Dengan mengutip hasil penyelidikan yang dilakukan oleh tim penyelidik dengan 16-anggota yang dipimpin oleh Wakil Menteri Dalam Negeri Brigadir Jenderal Kyaw Zan Myint, media The New Light of Myanmar, seperti dilansir Xinhua, mengatakan penangkapan 30 tersangka tersebut dilakukan sesuai dengan hukum. Sepuluh warga Muslim terbunuh di dalam bus penumpang oleh massa di Taunggup, 3 Juni.
Laporan menyebutkan 19 dari 24 tersangka telah ditahan oleh polisi setempat terkait penyerbuan ke Kantor Polisi Sittway pada 3 Juni. Sebelum terjadi pembunuhan 10 warga Muslim Benggala, seorang wanita etnis Rakhine, Ma Thida Htway (27), diperkosa dan dibunuh oleh tiga warga Benggala di Desa Kyauknimaw, kota Yanbye, pada 28 Mei.
Ketiga warga tersebut ditahan pada 29 Mei namun satu dari mereka melakukan bunuh diri pada 9 Juni, ketika mereka ditahan di penjara Kyaukpyu. Sedangkan dua yang lain dikenai hukuman mati di Pengadilan Kota Kyaukpyu pada 18 Juni.

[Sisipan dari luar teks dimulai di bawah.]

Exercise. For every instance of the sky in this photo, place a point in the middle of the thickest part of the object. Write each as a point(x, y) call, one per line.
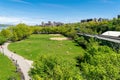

Menurut pejabat setempat, jumlah korban kerusuhan di Negara Bagian Rakhine naik menjadi 78 hingga 24 Juni, sementara 3.158 rumah penduduk hancur terbakar dan terjadi 97 kali penyerangan. Sekitar 52.000 warga meninggalkan kota yang dilanda kerusuhan itu. Selama dua pekan terakhir, sejumlah warga kembali ke desa mereka di negara bagian itu setelah pemerintah menyatakan telah mengembalikan stabilitas dan perdamaian di wilayah itu.
Sejak 10 Juni, keadaan darurat dan jam malam diberlakukan atas enam kota kecil termasuk Maungtaw dan Sittiway. Rangkaian insiden berdarah telah memicu kerusuhan besar, yang berawal di Kota Maungtaw, di Negara Bagian Rakhine pada 8 Juni.